Across the bay in Cape Coral there are several.  I use the one on Del Prado Blvd.  If interested in knowing more, let me know.

frenchieinme


----------



## theo (Oct 7, 2010)

*Let your fingers do the walking...*



Bigbird130 said:


> Anyone know where a touchless-no brushes!- car wash is in Ft Myers Fl?

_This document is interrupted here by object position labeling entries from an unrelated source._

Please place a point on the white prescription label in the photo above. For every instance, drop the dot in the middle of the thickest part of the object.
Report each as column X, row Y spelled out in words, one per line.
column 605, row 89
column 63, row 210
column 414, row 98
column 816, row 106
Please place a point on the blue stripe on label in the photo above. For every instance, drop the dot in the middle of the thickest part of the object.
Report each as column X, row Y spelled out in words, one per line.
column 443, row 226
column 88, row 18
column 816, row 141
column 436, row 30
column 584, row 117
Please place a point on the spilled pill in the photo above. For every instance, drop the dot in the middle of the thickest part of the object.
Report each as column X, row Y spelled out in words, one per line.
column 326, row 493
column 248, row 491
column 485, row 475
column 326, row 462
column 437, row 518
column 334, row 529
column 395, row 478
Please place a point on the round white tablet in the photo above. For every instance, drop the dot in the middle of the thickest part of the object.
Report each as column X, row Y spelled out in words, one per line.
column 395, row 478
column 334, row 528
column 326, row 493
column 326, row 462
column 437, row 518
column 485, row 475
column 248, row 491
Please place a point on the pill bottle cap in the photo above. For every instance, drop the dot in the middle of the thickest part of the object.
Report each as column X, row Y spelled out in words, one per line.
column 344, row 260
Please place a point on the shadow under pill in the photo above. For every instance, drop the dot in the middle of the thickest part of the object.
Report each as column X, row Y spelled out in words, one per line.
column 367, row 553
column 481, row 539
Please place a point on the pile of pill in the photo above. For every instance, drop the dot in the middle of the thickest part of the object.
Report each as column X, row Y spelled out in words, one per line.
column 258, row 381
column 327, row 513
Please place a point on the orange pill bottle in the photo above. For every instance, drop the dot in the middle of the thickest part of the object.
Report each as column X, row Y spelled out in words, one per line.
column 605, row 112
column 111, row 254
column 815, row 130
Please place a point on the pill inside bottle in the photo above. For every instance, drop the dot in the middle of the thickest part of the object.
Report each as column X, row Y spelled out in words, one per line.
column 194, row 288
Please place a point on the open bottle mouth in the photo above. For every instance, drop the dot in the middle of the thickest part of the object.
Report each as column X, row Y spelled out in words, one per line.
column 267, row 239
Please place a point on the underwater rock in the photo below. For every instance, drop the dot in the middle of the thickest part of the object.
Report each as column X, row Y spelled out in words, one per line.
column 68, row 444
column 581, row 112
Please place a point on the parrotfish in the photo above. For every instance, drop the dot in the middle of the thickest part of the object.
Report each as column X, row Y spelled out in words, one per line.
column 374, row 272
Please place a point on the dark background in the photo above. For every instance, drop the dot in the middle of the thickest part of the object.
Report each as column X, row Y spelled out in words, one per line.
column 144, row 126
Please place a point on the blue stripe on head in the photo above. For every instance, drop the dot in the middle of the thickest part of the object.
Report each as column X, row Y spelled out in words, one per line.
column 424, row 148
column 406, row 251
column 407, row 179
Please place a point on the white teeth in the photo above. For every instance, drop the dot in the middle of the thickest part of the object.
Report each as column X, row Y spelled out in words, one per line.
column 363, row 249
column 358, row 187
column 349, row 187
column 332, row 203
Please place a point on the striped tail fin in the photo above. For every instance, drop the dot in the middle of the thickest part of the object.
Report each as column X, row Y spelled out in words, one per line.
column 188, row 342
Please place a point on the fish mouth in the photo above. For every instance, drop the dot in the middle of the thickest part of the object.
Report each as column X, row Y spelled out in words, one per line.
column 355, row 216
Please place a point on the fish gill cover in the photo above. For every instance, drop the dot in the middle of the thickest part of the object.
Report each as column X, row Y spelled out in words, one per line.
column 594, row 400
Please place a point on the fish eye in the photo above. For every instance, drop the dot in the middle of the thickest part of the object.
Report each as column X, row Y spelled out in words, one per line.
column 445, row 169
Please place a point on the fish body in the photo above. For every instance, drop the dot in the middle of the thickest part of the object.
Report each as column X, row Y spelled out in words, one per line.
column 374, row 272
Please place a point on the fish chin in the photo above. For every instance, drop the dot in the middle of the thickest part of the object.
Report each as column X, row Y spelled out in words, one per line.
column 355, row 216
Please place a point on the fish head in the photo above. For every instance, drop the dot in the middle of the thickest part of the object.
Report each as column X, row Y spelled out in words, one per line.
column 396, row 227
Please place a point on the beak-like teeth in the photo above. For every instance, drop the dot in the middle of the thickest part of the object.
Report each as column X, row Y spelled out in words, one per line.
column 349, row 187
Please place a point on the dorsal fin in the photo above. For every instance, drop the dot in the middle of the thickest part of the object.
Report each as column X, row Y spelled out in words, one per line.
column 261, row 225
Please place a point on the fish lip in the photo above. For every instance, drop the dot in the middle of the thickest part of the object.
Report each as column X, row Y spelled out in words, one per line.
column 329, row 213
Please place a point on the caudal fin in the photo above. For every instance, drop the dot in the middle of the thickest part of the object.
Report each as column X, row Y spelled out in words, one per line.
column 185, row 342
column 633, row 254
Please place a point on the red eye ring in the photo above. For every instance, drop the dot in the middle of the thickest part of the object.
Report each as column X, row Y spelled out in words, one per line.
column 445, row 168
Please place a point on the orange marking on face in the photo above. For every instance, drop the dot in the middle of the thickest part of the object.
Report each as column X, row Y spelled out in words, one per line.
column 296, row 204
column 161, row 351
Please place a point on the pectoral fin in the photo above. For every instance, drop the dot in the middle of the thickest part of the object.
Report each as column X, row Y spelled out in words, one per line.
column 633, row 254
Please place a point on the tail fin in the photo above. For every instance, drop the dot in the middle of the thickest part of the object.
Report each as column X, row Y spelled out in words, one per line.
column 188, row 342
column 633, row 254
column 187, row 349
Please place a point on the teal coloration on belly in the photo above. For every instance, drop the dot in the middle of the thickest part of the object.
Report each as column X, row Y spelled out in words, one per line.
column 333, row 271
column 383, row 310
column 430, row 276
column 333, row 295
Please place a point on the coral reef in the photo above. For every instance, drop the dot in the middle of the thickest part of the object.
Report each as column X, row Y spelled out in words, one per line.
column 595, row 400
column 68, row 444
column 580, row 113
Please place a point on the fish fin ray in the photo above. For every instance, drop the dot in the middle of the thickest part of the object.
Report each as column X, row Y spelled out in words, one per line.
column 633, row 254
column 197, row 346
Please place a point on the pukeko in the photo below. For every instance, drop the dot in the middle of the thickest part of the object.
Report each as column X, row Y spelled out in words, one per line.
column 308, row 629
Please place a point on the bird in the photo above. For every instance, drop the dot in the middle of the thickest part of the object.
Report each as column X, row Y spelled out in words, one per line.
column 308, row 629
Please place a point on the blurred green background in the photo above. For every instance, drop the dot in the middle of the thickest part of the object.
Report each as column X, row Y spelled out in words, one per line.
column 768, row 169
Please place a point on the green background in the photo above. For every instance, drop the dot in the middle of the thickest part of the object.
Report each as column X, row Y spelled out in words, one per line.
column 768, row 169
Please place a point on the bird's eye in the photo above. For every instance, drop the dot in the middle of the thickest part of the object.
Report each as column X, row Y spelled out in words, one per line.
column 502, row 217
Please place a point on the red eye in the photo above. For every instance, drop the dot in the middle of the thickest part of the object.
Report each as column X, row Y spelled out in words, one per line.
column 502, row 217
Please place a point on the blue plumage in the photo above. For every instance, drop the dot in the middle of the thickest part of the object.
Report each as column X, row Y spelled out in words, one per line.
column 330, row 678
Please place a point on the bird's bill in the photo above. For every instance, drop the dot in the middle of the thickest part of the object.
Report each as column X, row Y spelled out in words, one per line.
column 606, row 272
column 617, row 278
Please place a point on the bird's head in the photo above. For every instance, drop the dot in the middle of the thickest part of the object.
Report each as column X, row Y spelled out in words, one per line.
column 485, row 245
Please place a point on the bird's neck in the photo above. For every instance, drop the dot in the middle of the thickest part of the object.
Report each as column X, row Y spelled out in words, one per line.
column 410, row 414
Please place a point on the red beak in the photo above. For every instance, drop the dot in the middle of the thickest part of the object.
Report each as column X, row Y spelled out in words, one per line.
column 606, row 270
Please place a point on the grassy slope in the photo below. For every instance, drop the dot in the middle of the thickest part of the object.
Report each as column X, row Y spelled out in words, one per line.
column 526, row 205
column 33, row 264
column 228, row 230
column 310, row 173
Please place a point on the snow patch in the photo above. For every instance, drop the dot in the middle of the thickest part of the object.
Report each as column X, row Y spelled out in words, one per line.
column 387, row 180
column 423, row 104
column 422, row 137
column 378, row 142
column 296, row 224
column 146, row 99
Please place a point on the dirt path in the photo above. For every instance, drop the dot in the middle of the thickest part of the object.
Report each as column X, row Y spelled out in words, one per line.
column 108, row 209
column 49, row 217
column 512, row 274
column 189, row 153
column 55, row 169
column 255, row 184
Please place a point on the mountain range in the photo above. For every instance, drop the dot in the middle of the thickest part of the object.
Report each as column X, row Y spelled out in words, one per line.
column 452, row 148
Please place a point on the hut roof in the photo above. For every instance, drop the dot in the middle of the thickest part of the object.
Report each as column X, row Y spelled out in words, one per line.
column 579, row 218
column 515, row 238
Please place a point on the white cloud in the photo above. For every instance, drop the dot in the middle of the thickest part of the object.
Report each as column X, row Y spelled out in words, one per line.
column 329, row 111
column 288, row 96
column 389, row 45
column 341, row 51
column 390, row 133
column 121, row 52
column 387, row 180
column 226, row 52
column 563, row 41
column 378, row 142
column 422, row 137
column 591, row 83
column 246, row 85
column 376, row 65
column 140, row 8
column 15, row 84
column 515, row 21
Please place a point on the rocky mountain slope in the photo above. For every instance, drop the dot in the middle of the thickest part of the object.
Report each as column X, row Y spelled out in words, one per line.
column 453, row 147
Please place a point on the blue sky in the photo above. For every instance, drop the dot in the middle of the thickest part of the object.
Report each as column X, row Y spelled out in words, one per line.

Not trying to be being a smart aleck, but it should certainly be easy enough to just look in the Yellow Pages of the local phone book once in the area. The Internet is not the "be all and end all" for information...


----------



## Bigbird130 (Oct 7, 2010)

I didn't mean to upset anyone
I tried calling the car washes I found on-line and in the phone book but no one answers their phone so I thought I'd post my question
I'll try not to bother anyone next time


----------



## beanie (Oct 7, 2010)

*eager beaver*

I like to us the eager beaver car wash on rt 41 (cleveland ave ) they actually vacum , do the windows , clean the dash ,etc. like I was used to up north. those machine car washes in gas stations just don't do the trick . a little pricey but worth it IMHO .


----------



## frenchieinme (Oct 7, 2010)

Bigbird130 said:


> I didn't mean to upset anyone
> I tried calling the car washes I found on-line and in the phone book but no one answers their phone so I thought I'd post my question
> I'll try not to bother anyone next time



I am a retired teacher and always informed my students of the following---THE ONLY STUPID QUESTION IS THE ONE THAT GOES UNASKED.  that being said---don't feel like you are bothering us.

frenchieinme


----------



## carl2591 (Oct 11, 2010)

I used a "Laser Car Wash" that was attached to a convent store/gas station place and man that is one GOOD wash job.. the full service was like 6 bucks.
its the no touch type with a good hard spray but includes tire cleaning, no spot rinse, wax and air dryers that will rock your car..

most times they are out of the place where phone is located so no one answers or they are self service type places.
have a good one


good question...


----------